Steinhoff verschiebt Zahlenvorlage – Aktie bricht um fast 60 Prozent ein

onvista · Uhr (aktualisiert: Uhr)

Neue Informationen über Unregelmäßigkeiten belasten den internationalen Möbelhändler Steinhoff. Die Aktie gerät massiv unter Druck.

Die Poco-Mutterkonzern Steinhoff zieht im schwelenden Bilanzskandal die Notbremse: Der Möbelhaus-Konzern trennt sich wegen Unregelmäßigkeiten in den Büchern von seinem Chef - und verschiebt die Vorlage seiner Jahreszahlen auf unbestimmte Zeit.

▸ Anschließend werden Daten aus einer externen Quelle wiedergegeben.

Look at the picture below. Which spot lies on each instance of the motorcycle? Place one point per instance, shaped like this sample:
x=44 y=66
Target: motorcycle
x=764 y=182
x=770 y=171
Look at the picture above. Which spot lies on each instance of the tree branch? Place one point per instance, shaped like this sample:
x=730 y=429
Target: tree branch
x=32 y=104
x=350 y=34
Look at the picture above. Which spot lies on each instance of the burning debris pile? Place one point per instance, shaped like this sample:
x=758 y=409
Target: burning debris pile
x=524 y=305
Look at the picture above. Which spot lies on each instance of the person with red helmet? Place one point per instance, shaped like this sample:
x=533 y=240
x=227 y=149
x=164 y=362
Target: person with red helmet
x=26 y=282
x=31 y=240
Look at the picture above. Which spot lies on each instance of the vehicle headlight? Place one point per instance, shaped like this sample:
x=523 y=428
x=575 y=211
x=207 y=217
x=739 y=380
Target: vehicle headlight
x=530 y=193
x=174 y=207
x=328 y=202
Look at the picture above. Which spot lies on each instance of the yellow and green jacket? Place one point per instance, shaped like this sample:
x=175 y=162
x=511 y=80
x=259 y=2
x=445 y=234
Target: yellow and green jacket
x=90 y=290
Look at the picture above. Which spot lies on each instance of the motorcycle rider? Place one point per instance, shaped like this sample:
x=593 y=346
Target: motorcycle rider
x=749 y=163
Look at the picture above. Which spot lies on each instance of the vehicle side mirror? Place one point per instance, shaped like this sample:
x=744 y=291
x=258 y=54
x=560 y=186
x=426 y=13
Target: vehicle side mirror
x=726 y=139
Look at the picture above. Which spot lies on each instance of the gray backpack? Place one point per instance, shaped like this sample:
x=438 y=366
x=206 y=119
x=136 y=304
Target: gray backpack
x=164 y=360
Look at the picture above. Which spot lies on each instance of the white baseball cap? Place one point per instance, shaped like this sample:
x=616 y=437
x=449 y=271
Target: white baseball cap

Auch der Chef der Afrika-Tochter Star nimmt seinen Hut. Die Börsenaufsicht in Südafrika prüft mögliche Fälle von Insiderhandel mit Steinhoff-Papieren. Für die im MDax notierten Steinhoff-Aktien geht es steil abwärts. Zum Handelsstart am Mittwoch stürzte ihr Kurs um 56 Prozent auf 1,328 Euro in die Tiefe.

Bereits am Vorabend hatte sich Steinhoff mit sofortiger Wirkung vom bisherigen Konzernchef Markus Jooste getrennt. Aufsichtsratschef Christo Wiese soll den Konzern nun übergangsweise führen. Als Grund nannte die Gesellschaft neue Informationen über finanzielle Unregelmäßigkeiten. Möglicherweise müssten auch die Zahlen von früheren Jahren geändert werden. Die Prüfgesellschaft PwC soll nun eine unabhängige Untersuchung durchführen.

Die geprüften Zahlen für das Ende September abgelaufene Geschäftsjahr will das Unternehmen nun erst veröffentlichen, sobald es dazu in der Lage ist, wie es hieß. Eigentlich war die Zahlenvorlage für Mittwochmorgen vorgesehen.

Commerzbank-Analyst Andreas Riemann warnte vor Investitionen in den Konzern. Anleger sollten ihre Finger von den Aktien des Möbelkonzerns lassen, schrieb er am Morgen in einer Studie. Die Untersuchungen seien eine schlechte Nachricht und stellten ein großes Fragezeichen hinter die Ergebnisse der vergangenen Jahre. Sein Kollege Stephen Carrott von JPMorgan Cazenove senkte seine Empfehlung von "Overweight" auf "Neutral".

Steinhoff ist in Deutschland vor allem durch seinen Möbeldiscounter Poco bekannt. Der Konzern hat seinen Rechtssitz in Amsterdam und hat sein operatives Hauptquartier in Südafrika. In den USA hatte der Konzern im vergangenen Jahr den Matratzenhändler Matress Firm zugekauft.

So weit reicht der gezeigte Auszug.